Guy Vanhengel – Ministre bruxellois des Finances et président du Collège de la Commission communautaire flamande (VGC), en charge de l’Enseignement

L’enseignement a besoin d’innovation. Dans le contexte spécifique de Bruxelles, notre volonté est de continuer à stimuler l’enseignement multilingue, avec une attention pour le français chez les enseignants et les élèves non-francophones afin d’en faire des Bruxellois. Les élèves, les écoles et les parents doivent être encouragés à s’inscrire dans une pédagogie présupposant le multilinguisme et l’esprit civique. Si l’on veut réaliser quelque chose en Belgique, il faut tenir compte de la structure étatique du pays, avec les Communautés, les Régions et le pouvoir fédéral.

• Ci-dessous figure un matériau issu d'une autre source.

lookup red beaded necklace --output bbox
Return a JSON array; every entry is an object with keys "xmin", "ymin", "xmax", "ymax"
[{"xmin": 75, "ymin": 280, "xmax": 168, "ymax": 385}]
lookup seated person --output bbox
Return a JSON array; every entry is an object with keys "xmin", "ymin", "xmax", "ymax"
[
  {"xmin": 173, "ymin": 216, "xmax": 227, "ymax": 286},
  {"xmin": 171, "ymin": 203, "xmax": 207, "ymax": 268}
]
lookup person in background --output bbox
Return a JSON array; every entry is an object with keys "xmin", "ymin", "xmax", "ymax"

En ce qui concerne la création d’une formation bilingue pour enseignants, tant dans les accords gouvernementaux du fédéral, de Bruxelles-Capitale, de la CoCom, de la VGC que de la CoCof, vu le besoin en enseignants bilingues dans notre ville, on retrouve l’ambition de soutenir ce projet. L’amorce importante a été donnée l’an dernier avec une formation bilingue d’enseignants à Bruxelles. Les départements Onderwijs en Pedagogie de l’Erasmushogeschool Brussel et de la Haute École Francisco Ferrer ont pris l’engagement de collaborer pour leur formation d’enseignants du primaire. Ils réaliseront un parcours de « bidiplomation » qui permettra aux étudiants, à l’issue de leur formation initiale de bachelier, de suivre une formation continue raccourcie auprès de l’institution partenaire, où l’accent sera mis sur le perfectionnement linguistique, de sorte qu’ils décrochent deux diplômes d’enseignant. Ils pourront donner cours tant dans l’enseignement primaire francophone que néerlandophone. Ces enseignants plurilingues seront en mesure de répondre aux besoins des élèves bruxellois.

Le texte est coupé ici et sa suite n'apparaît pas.